I have been in
a bit of a reading slump the last couple of months, but I have read some great books worthy of recommending.
Folklorn: ⭐⭐⭐⭐ This is not the book I
expected it to be. Thank you to NetGalley and Erewhon Books for an Advance
Reader Copy of this book. Publication date: 27 April 2021
It is really a contemporary story with some pretty
heavy topics. Elsa is a complex character dealing with complex family dynamics
and ancestral history. She is a female Korean particle physicist doing her
post-doc in Sweden. That alone would make for a complicated storyline. She is
also revisiting family and generational trauma which adds a mythical layer to
the story. As an experimentalist physicist, Elsa can only rule out
possibilities, not prove what is true. Does she have mental illness or spirit
There are lots of metaphors in here, and a lot of them
are over my head, about ghost particles, and ghosts of ghosts. Some chapters
are Korean folktales. There are chapters about Elsa’s family relationships with
her parents and her brother, and their experiences immigrating to America.
Elsa’s job takes her from the South Pole, where she has a Swedish lover, to
Stockholm, where she meets a Korean-born Swedish adoptee. Historical
connections between Korea and Sweden come into play.
This novel is FULL. My analytical mind loved it, my
emotional mind loved it, my spiritual mind loved it. This is an author I will
surely read again.
The Last Thing He Told Me: ⭐⭐⭐⭐ Thank you to NetGalley
and Simon & Schuster Canada for allowing me to read an advance copy of this
book. Publication date: 4 May 2021
I don't read mystery thrillers much anymore, because I
have read so many that I tend to find them all very predictable. This one was
different. First of all, this novel is character driven. I related to Hannah,
whose husband disappeared, leaving her to look after her sixteen-year-old
stepdaughter. I loved the writing style, the short chapters, and the fact that
the plot took me places I wasn't expecting. I know I am emotionally engaged
with characters when I finish the last chapter sobbing.

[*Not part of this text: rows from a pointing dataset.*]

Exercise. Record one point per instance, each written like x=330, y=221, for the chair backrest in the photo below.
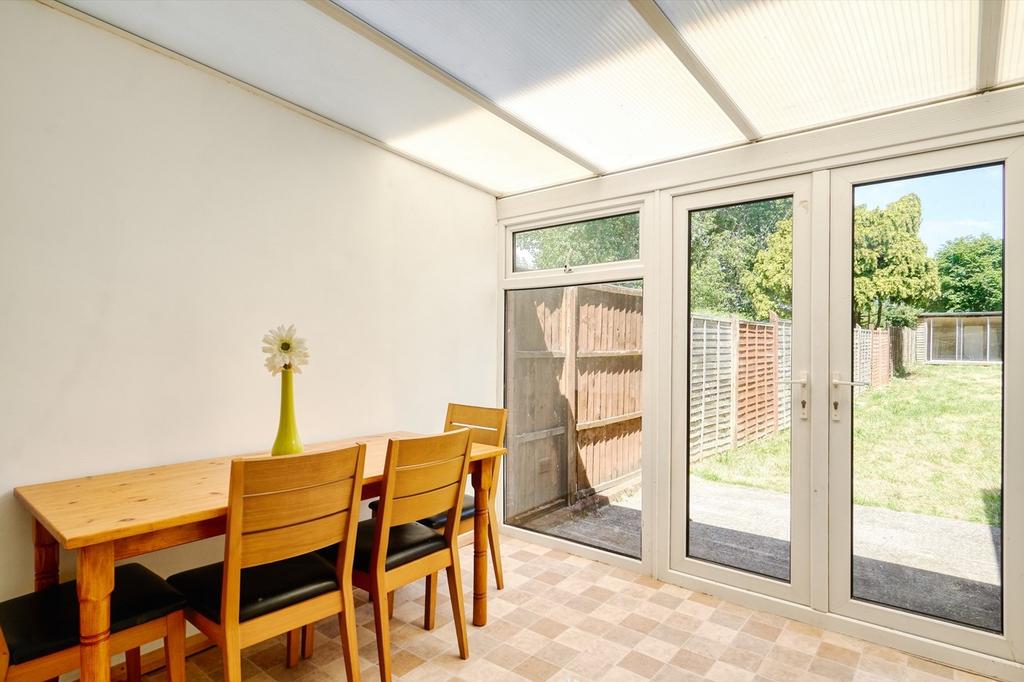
x=281, y=507
x=486, y=425
x=423, y=476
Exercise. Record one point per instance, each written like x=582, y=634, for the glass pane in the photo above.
x=573, y=369
x=928, y=431
x=740, y=344
x=587, y=243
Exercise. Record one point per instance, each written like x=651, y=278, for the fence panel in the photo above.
x=713, y=365
x=609, y=369
x=757, y=382
x=536, y=468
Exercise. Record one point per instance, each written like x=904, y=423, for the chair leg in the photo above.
x=496, y=547
x=133, y=665
x=383, y=627
x=349, y=645
x=430, y=602
x=174, y=647
x=308, y=639
x=293, y=647
x=230, y=652
x=458, y=607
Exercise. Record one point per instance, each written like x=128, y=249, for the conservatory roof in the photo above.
x=512, y=96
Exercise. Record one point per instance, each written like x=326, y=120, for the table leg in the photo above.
x=481, y=488
x=95, y=582
x=47, y=556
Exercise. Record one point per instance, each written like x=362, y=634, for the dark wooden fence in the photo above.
x=573, y=368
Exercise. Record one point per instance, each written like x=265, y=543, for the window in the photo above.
x=572, y=387
x=587, y=243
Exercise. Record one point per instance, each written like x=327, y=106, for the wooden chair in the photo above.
x=422, y=476
x=281, y=509
x=39, y=631
x=486, y=426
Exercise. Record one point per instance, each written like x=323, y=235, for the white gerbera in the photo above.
x=284, y=350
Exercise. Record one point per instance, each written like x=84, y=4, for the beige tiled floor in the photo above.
x=562, y=617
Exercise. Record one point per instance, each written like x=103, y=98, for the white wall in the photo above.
x=156, y=220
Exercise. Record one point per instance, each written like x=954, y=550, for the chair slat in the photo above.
x=273, y=474
x=427, y=450
x=413, y=508
x=274, y=510
x=283, y=543
x=486, y=425
x=425, y=477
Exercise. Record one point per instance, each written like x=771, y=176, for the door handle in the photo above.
x=805, y=389
x=837, y=382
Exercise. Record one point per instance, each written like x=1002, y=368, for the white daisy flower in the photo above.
x=285, y=350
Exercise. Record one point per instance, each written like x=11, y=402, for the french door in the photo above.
x=846, y=394
x=925, y=476
x=741, y=387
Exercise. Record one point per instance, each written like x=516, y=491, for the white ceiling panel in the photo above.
x=1011, y=67
x=592, y=76
x=294, y=51
x=798, y=64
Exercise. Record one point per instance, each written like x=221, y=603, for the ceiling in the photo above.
x=513, y=95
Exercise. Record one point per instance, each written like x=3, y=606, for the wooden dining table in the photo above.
x=120, y=515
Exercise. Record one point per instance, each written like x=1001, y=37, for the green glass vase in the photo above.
x=288, y=440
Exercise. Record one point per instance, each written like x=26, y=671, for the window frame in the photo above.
x=641, y=268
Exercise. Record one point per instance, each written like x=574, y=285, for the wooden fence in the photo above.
x=739, y=390
x=573, y=366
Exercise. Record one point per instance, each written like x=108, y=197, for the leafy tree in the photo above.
x=971, y=274
x=769, y=283
x=901, y=314
x=890, y=262
x=724, y=246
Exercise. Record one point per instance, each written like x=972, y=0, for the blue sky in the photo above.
x=953, y=204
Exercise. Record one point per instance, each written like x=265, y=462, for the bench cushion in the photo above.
x=263, y=590
x=42, y=623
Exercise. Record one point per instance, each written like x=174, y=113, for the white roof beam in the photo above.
x=349, y=20
x=989, y=36
x=666, y=30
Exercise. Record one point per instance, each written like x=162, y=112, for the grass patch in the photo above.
x=927, y=443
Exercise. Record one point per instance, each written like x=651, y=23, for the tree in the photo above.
x=724, y=246
x=600, y=241
x=971, y=274
x=890, y=262
x=769, y=283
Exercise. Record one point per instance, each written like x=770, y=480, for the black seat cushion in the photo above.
x=42, y=623
x=406, y=543
x=264, y=589
x=437, y=521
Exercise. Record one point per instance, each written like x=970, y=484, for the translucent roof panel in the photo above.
x=299, y=53
x=1011, y=68
x=592, y=76
x=797, y=64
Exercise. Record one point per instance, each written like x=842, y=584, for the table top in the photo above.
x=87, y=511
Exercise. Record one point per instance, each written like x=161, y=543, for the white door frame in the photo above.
x=680, y=205
x=1011, y=642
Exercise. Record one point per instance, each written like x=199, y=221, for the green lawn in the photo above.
x=928, y=443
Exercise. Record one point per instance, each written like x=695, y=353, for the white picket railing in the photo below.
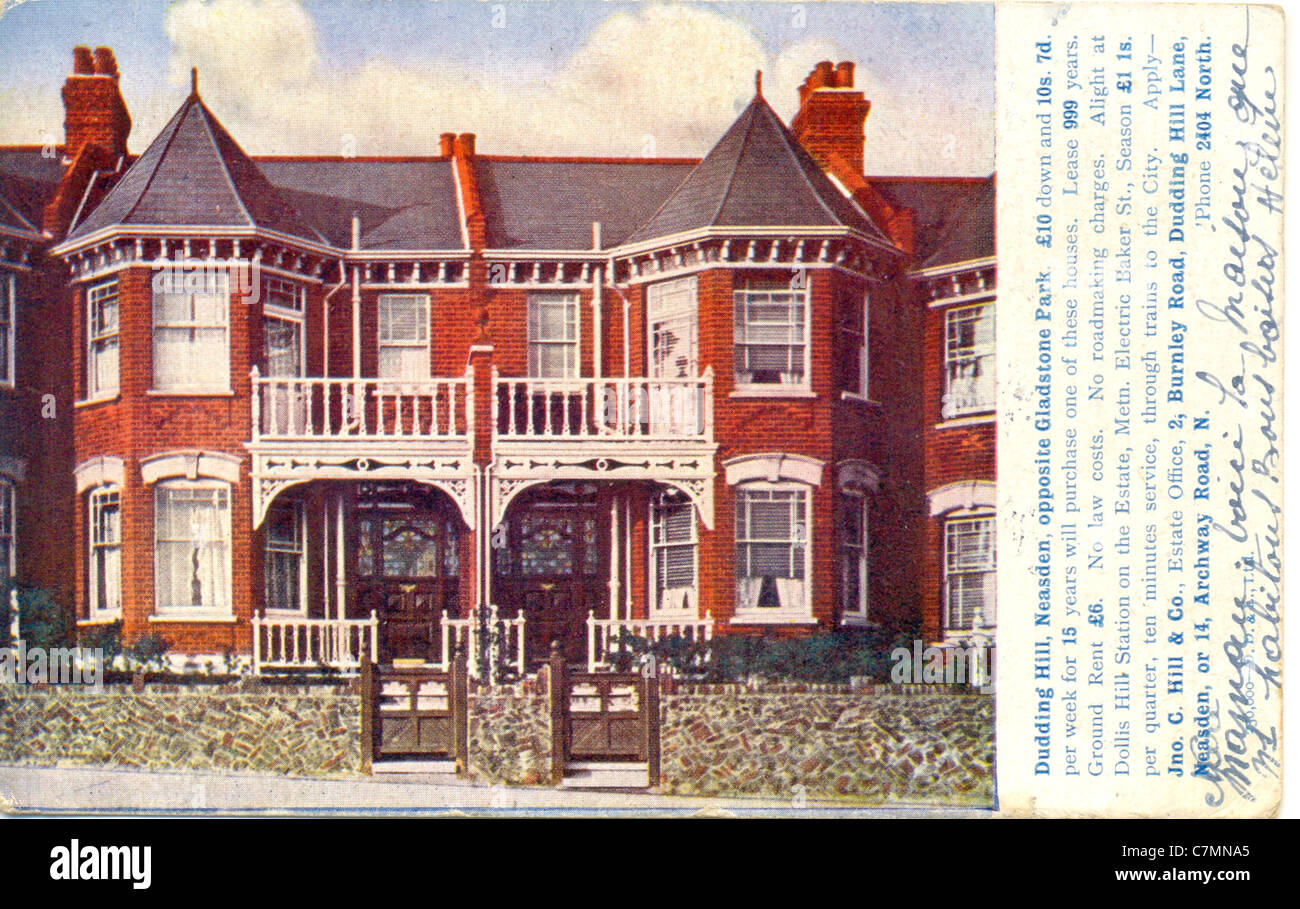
x=302, y=643
x=466, y=633
x=14, y=628
x=362, y=408
x=603, y=408
x=603, y=636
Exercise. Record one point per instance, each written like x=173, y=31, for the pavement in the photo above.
x=125, y=792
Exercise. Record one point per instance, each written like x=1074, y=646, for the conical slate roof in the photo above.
x=195, y=174
x=758, y=174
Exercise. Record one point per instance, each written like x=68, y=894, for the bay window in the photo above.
x=8, y=319
x=284, y=303
x=771, y=553
x=8, y=528
x=403, y=336
x=284, y=565
x=191, y=549
x=103, y=343
x=672, y=555
x=969, y=379
x=771, y=334
x=104, y=575
x=853, y=555
x=553, y=336
x=970, y=574
x=191, y=332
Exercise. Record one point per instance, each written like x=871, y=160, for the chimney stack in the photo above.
x=831, y=118
x=464, y=144
x=94, y=111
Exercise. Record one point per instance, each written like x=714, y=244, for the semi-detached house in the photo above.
x=304, y=407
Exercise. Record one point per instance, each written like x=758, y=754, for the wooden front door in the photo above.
x=407, y=566
x=553, y=565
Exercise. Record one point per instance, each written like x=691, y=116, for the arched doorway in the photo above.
x=550, y=562
x=407, y=565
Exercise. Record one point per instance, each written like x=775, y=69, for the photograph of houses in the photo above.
x=527, y=412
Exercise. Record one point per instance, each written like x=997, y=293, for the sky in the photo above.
x=570, y=77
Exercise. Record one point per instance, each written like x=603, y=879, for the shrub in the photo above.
x=147, y=652
x=835, y=657
x=42, y=622
x=107, y=637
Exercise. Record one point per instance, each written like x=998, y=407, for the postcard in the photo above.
x=772, y=408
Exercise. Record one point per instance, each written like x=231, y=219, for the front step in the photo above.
x=605, y=775
x=414, y=767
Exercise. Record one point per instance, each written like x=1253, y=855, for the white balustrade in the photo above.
x=303, y=643
x=603, y=408
x=605, y=636
x=360, y=408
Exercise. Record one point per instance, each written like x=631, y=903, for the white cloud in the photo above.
x=659, y=79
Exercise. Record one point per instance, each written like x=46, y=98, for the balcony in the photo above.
x=362, y=410
x=602, y=429
x=657, y=412
x=359, y=429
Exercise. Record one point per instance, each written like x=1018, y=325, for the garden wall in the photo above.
x=827, y=741
x=308, y=730
x=814, y=741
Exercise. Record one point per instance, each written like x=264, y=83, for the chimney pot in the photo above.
x=83, y=61
x=94, y=111
x=105, y=64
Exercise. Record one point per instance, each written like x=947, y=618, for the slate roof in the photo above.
x=27, y=181
x=403, y=204
x=195, y=174
x=956, y=217
x=550, y=204
x=757, y=174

Swimming Back To Trout River: ⭐⭐⭐⭐I feel lucky to have read
an advance copy of this debut novel. Thank you NetGalley and Simon &
Schuster Canada. I will be watching out for more from Linda Rui Feng. She knows
how to create authentic, endearing characters. Publication date: 4 May 2021
This is supposed to be the story of Junie, but it’s
really the story of her parents and the sacrifices and heartbreaks they faced
growing up during the Chinese Cultural Revolution and how it shaped them, and
ultimately how it will shape Junie’s future.
I read this novel compulsively. The story moves from
rural China to San Francisco, back and forth in time, with four point of view
characters. At every point, I was immersed in the lives of the characters. How
would the turning points in each of their lives end up connecting them to each
other? I did feel it ended somewhat abruptly, but maybe I just didn’t want to
say goodbye to these characters.
Unsettled Ground: ⭐⭐⭐⭐ I received an advance
copy of this one (thanks NetGalley and House of Anansi Press!) Publication
date: 18 May 2021
This is a slow, quiet story. The rich details of the
writing pulled me in. Jeanie and her twin brother, Julius, are middle aged,
unemployed, and now that their mother has died, apparently homeless. They must
figure out how to manage without her.
The characters are both frustrating and captivating. I
found myself cringing at the choices they made, and at the same time, rooting
for them to succeed. They seem very old-fashioned to me, maybe because of the
rural setting and poverty. Their lives and the world they live in are depicted
so vividly, they feel like real people to me.
This is my second Claire Fuller novel, and I can’t
wait to read more of her work. She’s the kind of writer who makes you forget
you are reading a book because you are so engaged in the story.